Il prefetto di Roma, Giuseppe Pecoraro, ha commissariato Bplus, la principale concessionaria in Italia nel settore delle slot machine. Ieri nella sede legale dell'impresa a Roma è stato notificato il decreto che dispone «la straordinaria e temporanea gestione» affidata a Vincenzo Suppa, generale in congedo della Guardia di finanza, commissario, e Luca Cristini e Stefano Sestili, subcommissari. Informato il ministro dell'Interno, Angelino Alfano, il provvedimento è stato condiviso con il presidente dell'Anac (Autorità nazionale anticorruzione) Raffaele Cantone. Tanto da applicare una norma appena varata dal governo di Matteo Renzi (articolo 32 del decreto legge n. 90 sulla P.a., proprio ieri convertito in legge): se l'autorità giudiziaria procede per fatti gravi contro un'impresa destinataria di un appalto pubblico o una concessione, il numero uno dell'Anticorruzione propone al prefetto il commissariamento. Per salvaguardare l'occupazione - circa 300 posti di lavoro - e proseguire in questo caso con l'attività concessionaria di Bplus che, secondo alcune stime, frutta allo Stato quasi un miliardo di imposte l'anno.
A fine luglio la procura di Milano ha chiesto il rinvio a giudizio, tra gli altri, di Francesco Corallo, patron di Bplus, nell'inchiesta sui presunti finanziamenti sospetti della Banca popolare di Milano. Ma a far scattare la molla del commissariamento è stato soprattutto un altro fatto: la nota del 29 maggio scorso di Alfonso Rossi Brigante, ex magistrato della Corte dei Conti, nominato nel 2013 dalla stessa società «controllore» con poteri di monitoraggio e vigilanza, un garante della legalità insomma. In quella nota di maggio il magistrato ha detto che le sue funzioni di controllo di fatto si erano interrotte. Senza contare che il 21 luglio l'Agenzia delle Dogane e Monopoli ha reso noto che Bplus non aveva pagato il canone di concessione, pari a quasi nove milioni di euro. Ma la controffensiva legale della società di slot machine va avanti a colpi di sciabole affilate come rasoi. Al Tar del Lazio l'8 ottobre è fissata l'udienza di merito sul ricorso contro l'interdittiva antimafia della prefettura, oggi sospesa temporaneamente - sempre per gli interessi pubblici in gioco - fino alla fine dell'anno, ma non revocata come chiede l'azienda. Tar e Consiglio di Stato, però, hanno già rigettato l'istanza di sospensiva dell'interdittiva.

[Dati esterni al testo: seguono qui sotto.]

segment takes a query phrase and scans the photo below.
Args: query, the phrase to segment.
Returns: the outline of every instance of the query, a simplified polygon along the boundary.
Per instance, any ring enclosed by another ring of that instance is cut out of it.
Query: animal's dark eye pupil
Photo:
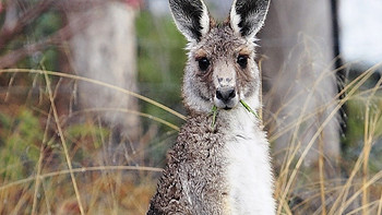
[[[210,67],[210,60],[207,58],[201,58],[198,60],[199,61],[199,68],[202,71],[206,71]]]
[[[247,64],[248,64],[248,56],[239,56],[237,61],[238,61],[238,64],[242,69],[244,69],[244,68],[247,68]]]

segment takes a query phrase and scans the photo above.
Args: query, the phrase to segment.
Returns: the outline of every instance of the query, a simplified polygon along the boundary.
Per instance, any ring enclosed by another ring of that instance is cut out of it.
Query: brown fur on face
[[[239,99],[258,92],[259,70],[254,61],[254,47],[252,41],[238,37],[228,23],[212,25],[208,34],[190,48],[183,79],[183,97],[188,110],[210,111],[215,105],[218,83],[225,75],[229,75],[225,80],[235,79],[232,87]],[[248,57],[247,68],[242,69],[238,64],[239,56]],[[206,71],[199,68],[199,60],[202,58],[210,61]],[[184,93],[186,88],[188,93]]]

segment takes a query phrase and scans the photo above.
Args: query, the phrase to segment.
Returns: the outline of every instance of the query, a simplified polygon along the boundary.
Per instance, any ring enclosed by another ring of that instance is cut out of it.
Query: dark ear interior
[[[169,0],[178,29],[189,41],[200,41],[210,31],[210,15],[202,0]]]
[[[230,11],[230,25],[243,37],[253,37],[263,26],[270,0],[236,0]]]

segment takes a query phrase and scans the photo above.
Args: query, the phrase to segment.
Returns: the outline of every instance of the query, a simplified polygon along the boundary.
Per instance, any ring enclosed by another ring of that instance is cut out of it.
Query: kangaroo
[[[202,0],[169,0],[188,39],[181,127],[147,215],[275,214],[270,144],[255,111],[255,34],[270,0],[235,0],[215,22]]]

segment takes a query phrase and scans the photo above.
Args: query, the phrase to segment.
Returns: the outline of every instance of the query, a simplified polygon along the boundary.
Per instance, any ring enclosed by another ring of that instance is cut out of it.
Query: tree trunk
[[[84,26],[70,40],[74,72],[136,92],[134,11],[126,3],[109,2],[69,12],[68,17],[74,29],[75,25]],[[80,81],[79,104],[82,109],[99,110],[96,116],[117,131],[114,142],[128,143],[122,146],[124,148],[136,146],[141,134],[140,119],[136,115],[120,111],[136,111],[136,98],[107,86]],[[115,110],[105,111],[104,108]],[[116,143],[111,145],[116,147]],[[118,147],[111,151],[117,152]]]
[[[301,155],[313,142],[305,165],[318,165],[323,153],[325,170],[335,171],[339,124],[334,110],[337,83],[333,71],[331,2],[272,1],[260,37],[265,56],[264,114],[270,136],[276,136],[276,163],[282,165],[295,147],[300,148]]]

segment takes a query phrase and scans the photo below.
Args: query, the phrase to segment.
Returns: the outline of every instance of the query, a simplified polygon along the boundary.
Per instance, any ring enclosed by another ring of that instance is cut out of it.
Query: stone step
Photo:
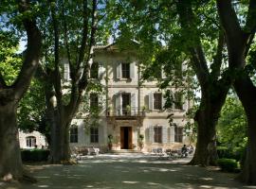
[[[137,153],[137,154],[142,154],[141,151],[139,150],[135,150],[135,149],[119,149],[119,150],[111,150],[111,153],[114,154],[129,154],[129,153]]]

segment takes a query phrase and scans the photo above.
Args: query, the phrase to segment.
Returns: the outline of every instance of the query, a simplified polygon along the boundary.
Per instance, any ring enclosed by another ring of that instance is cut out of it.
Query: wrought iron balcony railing
[[[145,110],[138,109],[138,107],[131,107],[131,108],[116,108],[114,110],[108,110],[108,116],[137,116],[144,115]]]

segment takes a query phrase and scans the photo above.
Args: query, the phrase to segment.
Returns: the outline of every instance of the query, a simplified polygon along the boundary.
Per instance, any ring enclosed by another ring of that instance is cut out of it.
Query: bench
[[[99,153],[100,153],[100,148],[96,148],[96,147],[89,147],[89,148],[87,148],[87,150],[88,150],[88,153],[87,153],[87,155],[99,155]]]

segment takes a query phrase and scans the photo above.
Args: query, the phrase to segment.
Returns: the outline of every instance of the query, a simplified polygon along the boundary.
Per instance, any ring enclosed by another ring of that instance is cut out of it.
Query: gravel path
[[[88,188],[256,188],[234,180],[236,175],[186,165],[189,159],[170,161],[149,155],[99,155],[86,157],[78,165],[33,165],[38,182],[4,184],[5,189]]]

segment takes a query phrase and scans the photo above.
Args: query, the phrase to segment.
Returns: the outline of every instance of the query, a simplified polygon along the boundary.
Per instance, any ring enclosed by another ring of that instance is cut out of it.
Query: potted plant
[[[139,149],[142,150],[142,148],[144,147],[144,135],[143,134],[139,134],[138,135],[138,146]]]
[[[127,105],[125,107],[125,111],[126,111],[126,114],[131,114],[131,106],[130,105]]]
[[[147,107],[146,106],[142,106],[142,115],[145,115],[146,110],[147,110]]]
[[[113,135],[112,134],[109,134],[107,136],[107,145],[108,145],[108,149],[112,150],[112,147],[113,147]]]

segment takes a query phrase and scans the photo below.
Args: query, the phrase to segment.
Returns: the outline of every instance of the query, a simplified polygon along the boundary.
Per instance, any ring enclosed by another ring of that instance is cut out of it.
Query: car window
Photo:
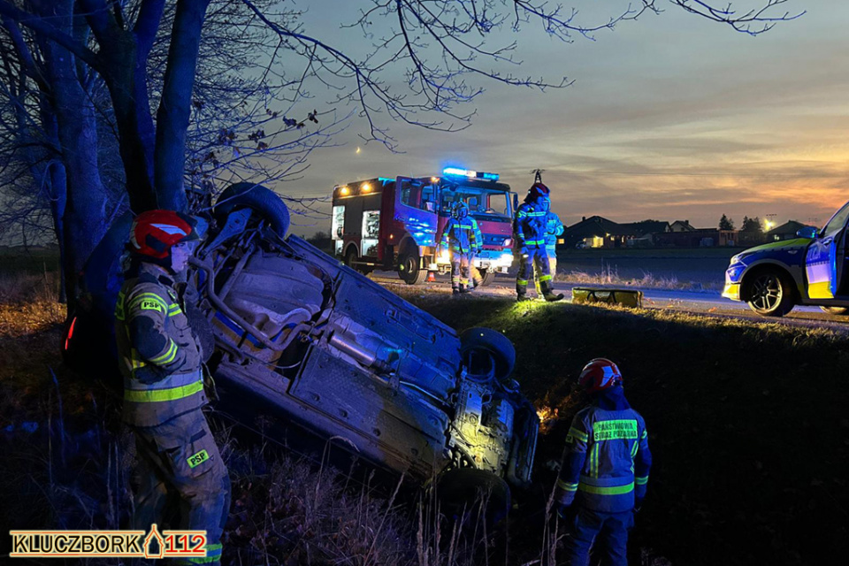
[[[822,228],[822,235],[833,234],[835,232],[843,229],[846,226],[846,220],[849,220],[849,203],[844,204],[843,208],[831,217],[829,223]]]
[[[455,203],[463,202],[469,213],[476,216],[510,216],[509,198],[507,193],[491,193],[474,187],[454,186],[443,187],[442,214],[448,216]]]

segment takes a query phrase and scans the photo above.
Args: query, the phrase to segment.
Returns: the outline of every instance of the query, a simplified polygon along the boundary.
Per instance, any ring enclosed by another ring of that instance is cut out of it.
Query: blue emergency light
[[[461,177],[483,179],[485,180],[498,180],[498,173],[485,173],[482,171],[470,171],[469,169],[458,169],[457,167],[446,167],[442,170],[442,174],[459,175]]]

I legali dell'azienda, tuttavia, hanno deciso di giocare su altri tavoli giudiziari con due mosse clamorose. Gli avvocati Bruno Capponi e Domenico Di Falco hanno citato in giudizio davanti al tribunale civile di Roma il ministero dell'Interno, nella persona del ministro, e il prefetto Pecoraro, per i presunti danni aziendali subìti dall'interdittiva. La richiesta di risarcimento è enorme, oltre 530milioni di euro: mai un ministro dell'Interno né tantomeno un prefetto erano stati citati per danni pari a un importo così rilevante. Poi, con un raddoppio di marcatura, sempre agli inizi del mese scorso lo studio legale londinese Hierons, per conto di Bplus, ha chiesto al prefetto di Roma di revocare i provvedimenti: in caso contrario, avvertono i legali inglesi, si rivolgeranno all'Alta Corte di Londra.
La sfida Stato-Bplus, che annovera anche un contenzioso davanti alla Corte dei Conti, assume così i contorni di un legal thriller internazionale con cifre da capogiro.